A protester scales a flag pole during a protest calling for Governor Ricardo Rosselló's resignation in the wake of "chatgate" in San Juan on July 17, 2019.
A protester scales a flag pole during a protest calling for Governor Ricardo Rosselló's resignation in the wake of "chatgate" in San Juan on July 17, 2019.Christopher Gregory for TIME

In one stunning exchange, Sobrino Vega uses the accumulating death toll from Maria as a punchline to a joke about the administration’s critics. When asked about the budget for forensic pathologists he responded, “Now that we are on the subject, don’t we have some cadavers to feed our crows?” He then added, “Clearly they need attention.”

“That was kind of the point when we were like ‘holy sh-t,'” López Varona says.

The official death toll from Hurricane Maria was originally 64, but studies showed the storm likely caused thousands of deaths.

Members of the chat also casually use homophobic and sexist language. In one exchange, the group joked about shooting San Juan Mayor Carmen Yulín Cruz, to which Rosselló responded “You’d be doing me a huge favor.” Rosselló refers to Melissa Mark-Viverito, the Puerto Rican-born former speaker of the New York City Council as a “whore,” and there are several homophobic jokes about Puerto Rican pop star Ricky Martin, who is openly gay.

Luis Martinez-Fernandez, a history professor at the University of Central Florida, tells TIME that the look into the mindset of the governor’s inner circle combined with corruption charges against members of his administration confirmed many people’s widely held beliefs about elites in Puerto Rican government.

“The most damaging thing is their behavior,” he says. “That idea that they’re superior to the common Puerto Rican. They have these privileges and spend the government money the way they wish. What has really triggered protest is this chat, the language really crossed a line.”

Outrage against Education Secretary Julia Keleher

On July 10, six high-ranking officials in Rosselló’s administration were indicted on 32 counts of money laundering, conspiracy and wire fraud.

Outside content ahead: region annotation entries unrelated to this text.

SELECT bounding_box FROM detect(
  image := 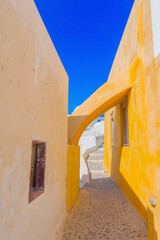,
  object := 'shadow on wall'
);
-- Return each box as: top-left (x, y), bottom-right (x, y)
top-left (108, 104), bottom-right (158, 240)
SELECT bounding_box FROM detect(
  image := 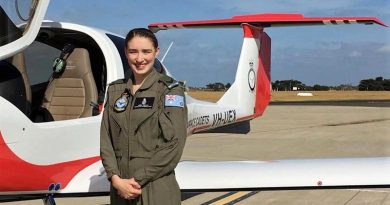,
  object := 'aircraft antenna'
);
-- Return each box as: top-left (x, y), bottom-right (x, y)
top-left (161, 41), bottom-right (173, 63)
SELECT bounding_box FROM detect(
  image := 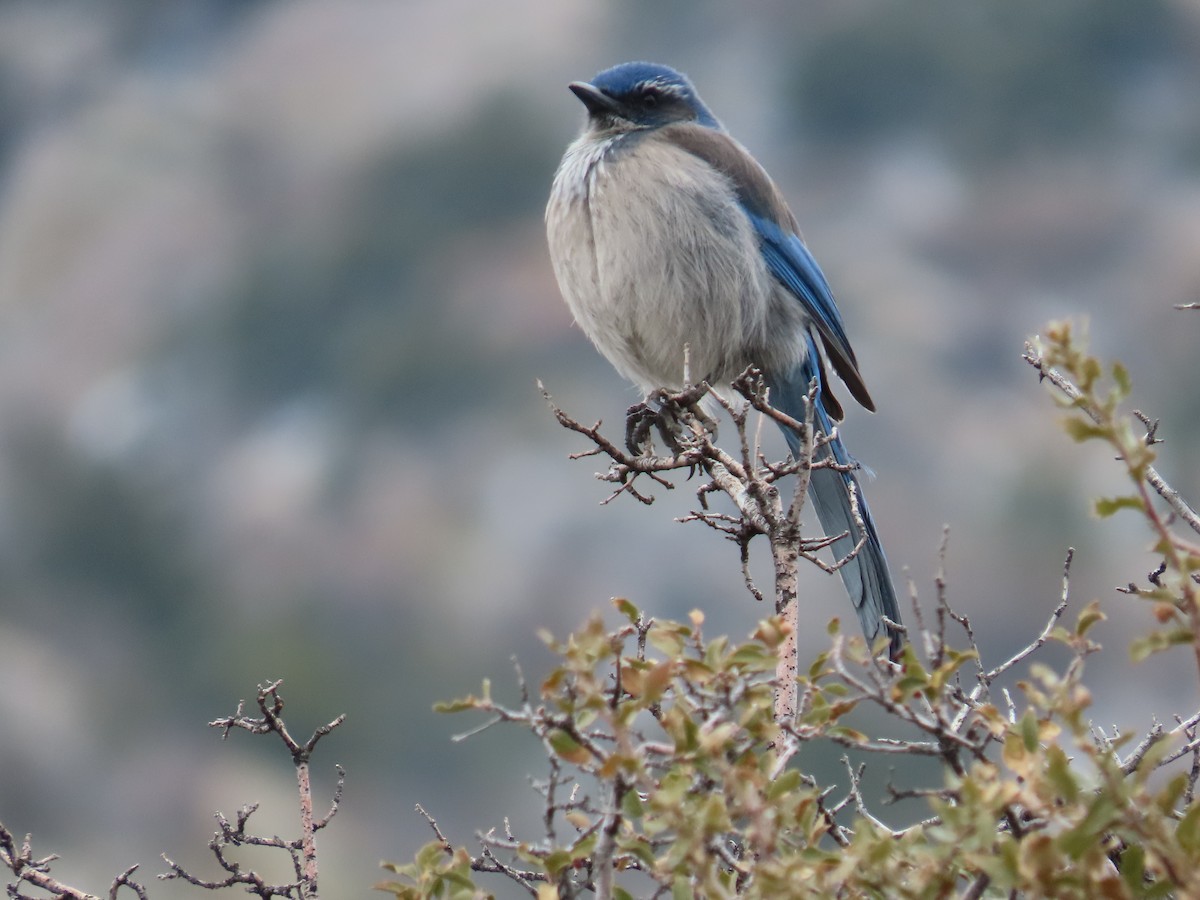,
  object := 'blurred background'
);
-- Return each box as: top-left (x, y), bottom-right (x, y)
top-left (0, 0), bottom-right (1200, 898)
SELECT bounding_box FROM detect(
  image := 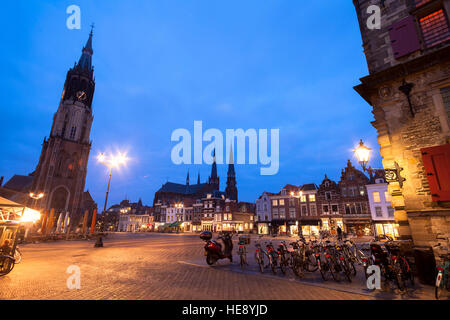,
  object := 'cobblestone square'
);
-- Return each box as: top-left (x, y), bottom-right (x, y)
top-left (0, 233), bottom-right (438, 300)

Former Education Secretary Julia Keleher and another official were accused of directing up to $15.5 million dollars between 2017 and 2019 in federal funds toward politically connected contractors.

During her stint as Education Secretary, Keleher was widely criticized for her push to privatize the island’s public school system in the wake of Maria. Her plans also included massive cuts, teacher layoffs and school closures.

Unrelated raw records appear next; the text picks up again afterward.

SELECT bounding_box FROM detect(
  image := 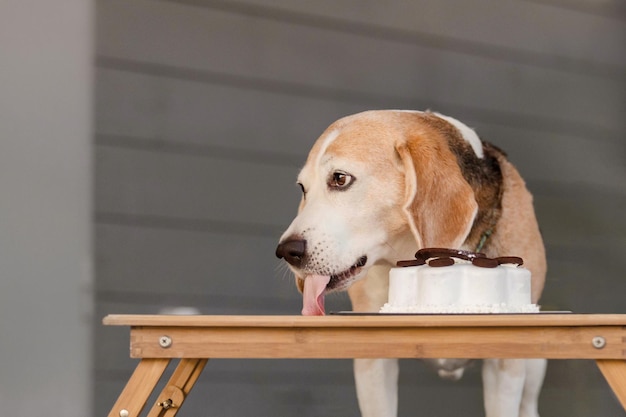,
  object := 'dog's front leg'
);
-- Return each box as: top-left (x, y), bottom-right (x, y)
top-left (483, 359), bottom-right (526, 417)
top-left (354, 359), bottom-right (398, 417)
top-left (348, 266), bottom-right (398, 417)
top-left (519, 359), bottom-right (548, 417)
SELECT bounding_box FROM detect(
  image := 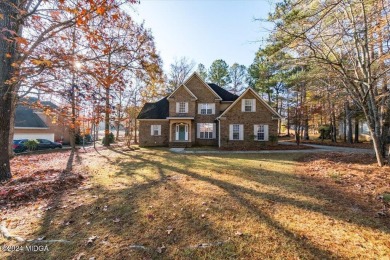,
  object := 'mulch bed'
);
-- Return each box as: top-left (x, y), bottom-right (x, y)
top-left (220, 144), bottom-right (315, 151)
top-left (301, 140), bottom-right (373, 149)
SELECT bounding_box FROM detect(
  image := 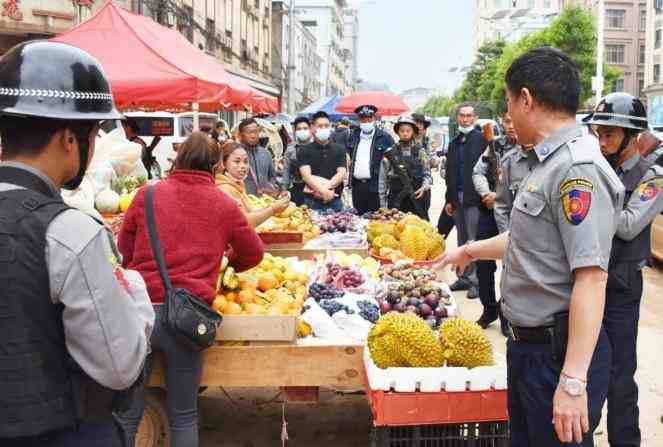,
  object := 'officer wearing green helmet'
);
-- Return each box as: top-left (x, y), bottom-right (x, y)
top-left (584, 93), bottom-right (663, 446)
top-left (0, 41), bottom-right (154, 447)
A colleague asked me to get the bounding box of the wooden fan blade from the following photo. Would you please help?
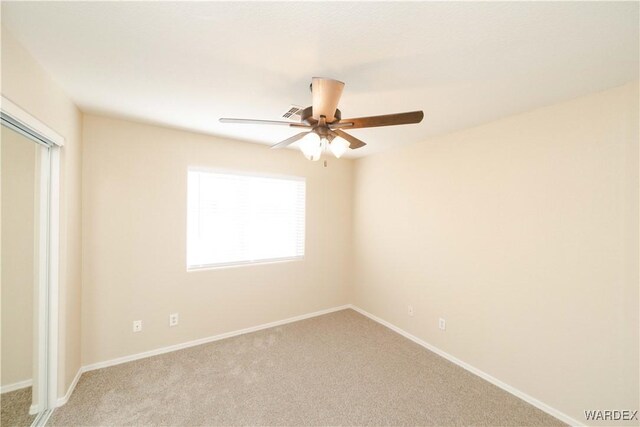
[311,77,344,123]
[271,131,311,148]
[331,129,367,150]
[329,111,424,129]
[220,117,311,128]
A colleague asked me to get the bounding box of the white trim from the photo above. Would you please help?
[0,380,33,394]
[0,95,64,147]
[350,304,584,426]
[82,304,351,372]
[46,146,60,409]
[0,95,65,423]
[55,368,84,408]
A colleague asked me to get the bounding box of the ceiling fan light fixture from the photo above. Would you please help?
[298,132,323,162]
[329,136,349,159]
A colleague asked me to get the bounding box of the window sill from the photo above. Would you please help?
[187,256,304,273]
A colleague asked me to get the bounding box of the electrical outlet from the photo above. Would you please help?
[169,313,178,326]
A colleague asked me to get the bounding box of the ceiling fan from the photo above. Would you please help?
[220,77,424,161]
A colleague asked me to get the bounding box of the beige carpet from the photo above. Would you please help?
[0,387,36,427]
[49,310,562,426]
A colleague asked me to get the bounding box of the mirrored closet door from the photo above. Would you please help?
[0,121,50,426]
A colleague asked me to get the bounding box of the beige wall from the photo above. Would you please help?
[82,115,352,365]
[353,83,639,422]
[0,28,82,396]
[0,126,36,386]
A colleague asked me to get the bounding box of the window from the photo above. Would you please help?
[187,168,306,270]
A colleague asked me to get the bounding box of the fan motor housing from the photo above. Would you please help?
[301,107,342,126]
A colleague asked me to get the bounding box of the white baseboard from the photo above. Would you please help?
[82,304,351,372]
[0,380,33,394]
[350,304,584,426]
[56,368,84,408]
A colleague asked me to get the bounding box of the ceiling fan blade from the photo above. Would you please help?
[329,111,424,129]
[311,77,344,123]
[271,131,311,148]
[220,117,311,128]
[331,129,367,150]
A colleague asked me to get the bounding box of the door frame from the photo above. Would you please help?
[0,95,65,425]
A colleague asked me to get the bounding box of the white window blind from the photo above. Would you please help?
[187,169,306,269]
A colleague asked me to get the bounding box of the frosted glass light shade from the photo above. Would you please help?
[298,132,322,162]
[329,137,349,159]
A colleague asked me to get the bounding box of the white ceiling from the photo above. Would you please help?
[2,1,639,156]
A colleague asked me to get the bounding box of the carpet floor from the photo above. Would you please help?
[49,310,564,426]
[0,387,36,427]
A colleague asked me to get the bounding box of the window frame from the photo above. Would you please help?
[185,166,307,272]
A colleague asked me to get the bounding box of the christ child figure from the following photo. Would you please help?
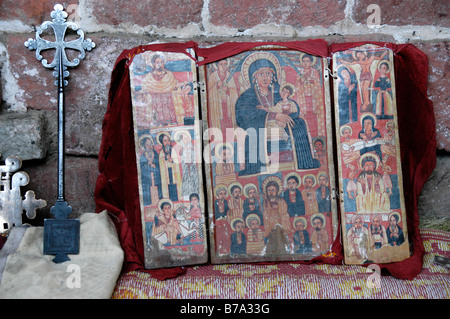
[230,218,247,256]
[246,214,265,255]
[311,214,329,252]
[294,218,312,254]
[259,85,298,141]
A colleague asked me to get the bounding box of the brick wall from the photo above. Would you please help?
[0,0,450,222]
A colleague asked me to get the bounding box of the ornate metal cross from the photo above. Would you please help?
[24,4,95,263]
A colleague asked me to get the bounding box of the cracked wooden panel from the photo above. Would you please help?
[130,51,207,268]
[333,45,409,264]
[200,48,337,263]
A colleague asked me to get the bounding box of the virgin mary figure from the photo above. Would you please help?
[235,52,320,176]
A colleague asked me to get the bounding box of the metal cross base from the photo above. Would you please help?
[25,4,95,263]
[44,200,80,264]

During a press conference announcing the charges, U.S Attorney for the District of Puerto Rico Rosa Emilia Rodríguez, called the defendant actions “shameful.”

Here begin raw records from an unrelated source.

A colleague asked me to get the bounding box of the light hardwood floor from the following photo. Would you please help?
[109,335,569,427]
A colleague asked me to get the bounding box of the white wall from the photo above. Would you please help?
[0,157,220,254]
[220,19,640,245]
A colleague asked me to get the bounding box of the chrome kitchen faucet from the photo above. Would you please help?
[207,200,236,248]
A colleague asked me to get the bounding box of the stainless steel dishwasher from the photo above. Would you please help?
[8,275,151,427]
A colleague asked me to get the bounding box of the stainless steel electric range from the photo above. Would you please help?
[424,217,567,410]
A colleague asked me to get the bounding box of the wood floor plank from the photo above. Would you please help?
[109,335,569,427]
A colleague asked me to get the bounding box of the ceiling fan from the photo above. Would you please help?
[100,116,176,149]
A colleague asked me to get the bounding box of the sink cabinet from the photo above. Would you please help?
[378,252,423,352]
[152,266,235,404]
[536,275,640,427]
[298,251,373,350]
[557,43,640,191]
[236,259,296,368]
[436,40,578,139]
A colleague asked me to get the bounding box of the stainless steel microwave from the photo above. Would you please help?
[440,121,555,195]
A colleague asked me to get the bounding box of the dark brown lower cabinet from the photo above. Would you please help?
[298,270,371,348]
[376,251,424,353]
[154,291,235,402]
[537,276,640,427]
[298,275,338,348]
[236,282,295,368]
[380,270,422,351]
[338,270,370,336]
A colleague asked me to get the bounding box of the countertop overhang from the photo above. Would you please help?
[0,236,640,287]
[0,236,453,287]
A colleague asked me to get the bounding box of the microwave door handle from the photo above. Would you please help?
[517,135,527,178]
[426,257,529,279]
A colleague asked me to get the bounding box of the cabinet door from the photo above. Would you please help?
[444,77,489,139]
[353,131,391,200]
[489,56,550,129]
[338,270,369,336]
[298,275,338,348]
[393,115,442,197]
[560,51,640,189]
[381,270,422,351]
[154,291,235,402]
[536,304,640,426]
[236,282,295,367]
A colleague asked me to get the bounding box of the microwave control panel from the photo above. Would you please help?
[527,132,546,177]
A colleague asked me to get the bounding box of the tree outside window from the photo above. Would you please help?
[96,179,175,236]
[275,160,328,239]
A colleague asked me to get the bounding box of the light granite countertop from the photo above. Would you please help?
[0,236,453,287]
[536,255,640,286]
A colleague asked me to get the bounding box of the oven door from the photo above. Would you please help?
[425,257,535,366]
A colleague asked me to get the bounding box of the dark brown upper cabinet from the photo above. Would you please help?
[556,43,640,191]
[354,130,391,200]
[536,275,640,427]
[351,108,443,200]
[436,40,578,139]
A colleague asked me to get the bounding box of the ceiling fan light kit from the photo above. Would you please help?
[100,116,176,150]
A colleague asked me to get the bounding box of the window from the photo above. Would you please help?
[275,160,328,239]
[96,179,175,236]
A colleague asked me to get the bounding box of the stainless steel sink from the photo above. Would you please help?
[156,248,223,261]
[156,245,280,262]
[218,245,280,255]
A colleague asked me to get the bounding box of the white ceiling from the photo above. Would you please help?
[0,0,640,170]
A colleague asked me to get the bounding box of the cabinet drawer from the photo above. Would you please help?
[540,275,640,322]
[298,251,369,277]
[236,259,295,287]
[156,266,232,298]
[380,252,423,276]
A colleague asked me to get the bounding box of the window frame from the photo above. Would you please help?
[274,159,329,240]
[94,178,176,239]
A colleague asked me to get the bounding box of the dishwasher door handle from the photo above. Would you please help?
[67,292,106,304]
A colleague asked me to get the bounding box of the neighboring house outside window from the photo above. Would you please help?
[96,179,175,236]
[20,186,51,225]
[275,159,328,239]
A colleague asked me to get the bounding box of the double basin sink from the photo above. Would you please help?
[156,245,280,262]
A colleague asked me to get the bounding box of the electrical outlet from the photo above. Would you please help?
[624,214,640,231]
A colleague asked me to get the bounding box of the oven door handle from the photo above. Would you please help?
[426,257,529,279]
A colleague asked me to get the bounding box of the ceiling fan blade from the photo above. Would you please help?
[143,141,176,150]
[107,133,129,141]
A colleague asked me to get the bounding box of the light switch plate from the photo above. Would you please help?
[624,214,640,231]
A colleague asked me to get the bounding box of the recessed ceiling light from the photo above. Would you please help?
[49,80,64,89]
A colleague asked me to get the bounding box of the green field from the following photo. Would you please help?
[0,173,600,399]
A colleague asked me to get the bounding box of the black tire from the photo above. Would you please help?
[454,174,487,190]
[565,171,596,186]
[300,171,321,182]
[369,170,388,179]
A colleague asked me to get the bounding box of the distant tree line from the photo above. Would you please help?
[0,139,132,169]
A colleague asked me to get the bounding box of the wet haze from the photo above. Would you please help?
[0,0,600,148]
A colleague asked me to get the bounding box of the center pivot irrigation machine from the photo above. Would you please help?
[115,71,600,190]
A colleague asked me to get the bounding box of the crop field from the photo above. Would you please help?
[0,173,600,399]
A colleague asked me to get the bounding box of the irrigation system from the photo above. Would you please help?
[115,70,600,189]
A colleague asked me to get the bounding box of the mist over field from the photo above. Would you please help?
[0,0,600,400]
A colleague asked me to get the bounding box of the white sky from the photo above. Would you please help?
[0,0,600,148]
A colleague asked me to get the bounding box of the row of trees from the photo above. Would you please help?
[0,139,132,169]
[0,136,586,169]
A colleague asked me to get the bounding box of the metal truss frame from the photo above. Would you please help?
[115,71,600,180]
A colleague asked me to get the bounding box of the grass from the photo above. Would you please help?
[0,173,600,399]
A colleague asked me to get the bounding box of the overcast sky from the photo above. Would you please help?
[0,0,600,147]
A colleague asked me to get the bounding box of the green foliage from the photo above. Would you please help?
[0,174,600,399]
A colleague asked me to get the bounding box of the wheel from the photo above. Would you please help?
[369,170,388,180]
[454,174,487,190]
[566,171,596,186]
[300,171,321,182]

“It’s a pity that we see this kind of scheme,” she said. “There is so much work to be done in Puerto Rico and the people accused here profited from this, they sought to benefit their own personal interests and did not think they could help or that they were in a position to help Puerto Rico.”

Keleher’s attorney María Domínguez told the Weekly Journal that she is confident in her client’s innocence.

“We are going to raise strong defenses as the case evolves. In terms of cooperation, I can tell you that the only cooperation that my client is giving is that she is cooperating fully with court orders,” she said.

Protestors say the charges show Keleher and Rosselló were willing to sell out the Puerto Rican people for profit.

“I think the governor surrounded himself with people that had an idea of what Puerto Rico should be that had nothing to do with the well-being of the Puerto Rican people,” López Varona says. “These are neo-liberal capitalists using government as a bank which they could make money off of.”

Celebrity response to the protest

On Wednesday Puerto Rican stars Ricky Martin, Bad Bunny and actor Benicio Del Toro joined protest against Rosselló.

The celebrities joined marchers on the capital and showed support for protestors, speaking to the crowd and waving the Puerto Rican flag.

Singer Ricky Martin, who was mocked in the chat, posted a video on Twitter Tuesday announcing his participation.

In the video, he said he is frustrated and annoyed and that the only way he can feel better is to travel to Puerto Rico and walk among his own people.

“When Puerto Rico unites, marvelous things happen and we can change history, we’ve done it before,” he says in Spanish.

Puerto Rican Latin trap artist Bad Bunny also took to social media to comment on the protest. On a video posted to Instagram, he thanked fellow Puerto Ricans who have been brave enough to stand up and fight for their country. The singer postponed a planned show in Ibiza, Spain to participate in Wednesday’s march.

“I want everyone who has never taken part in a protest to come out, without any fear and with a sense of purpose,” he said in Spanish.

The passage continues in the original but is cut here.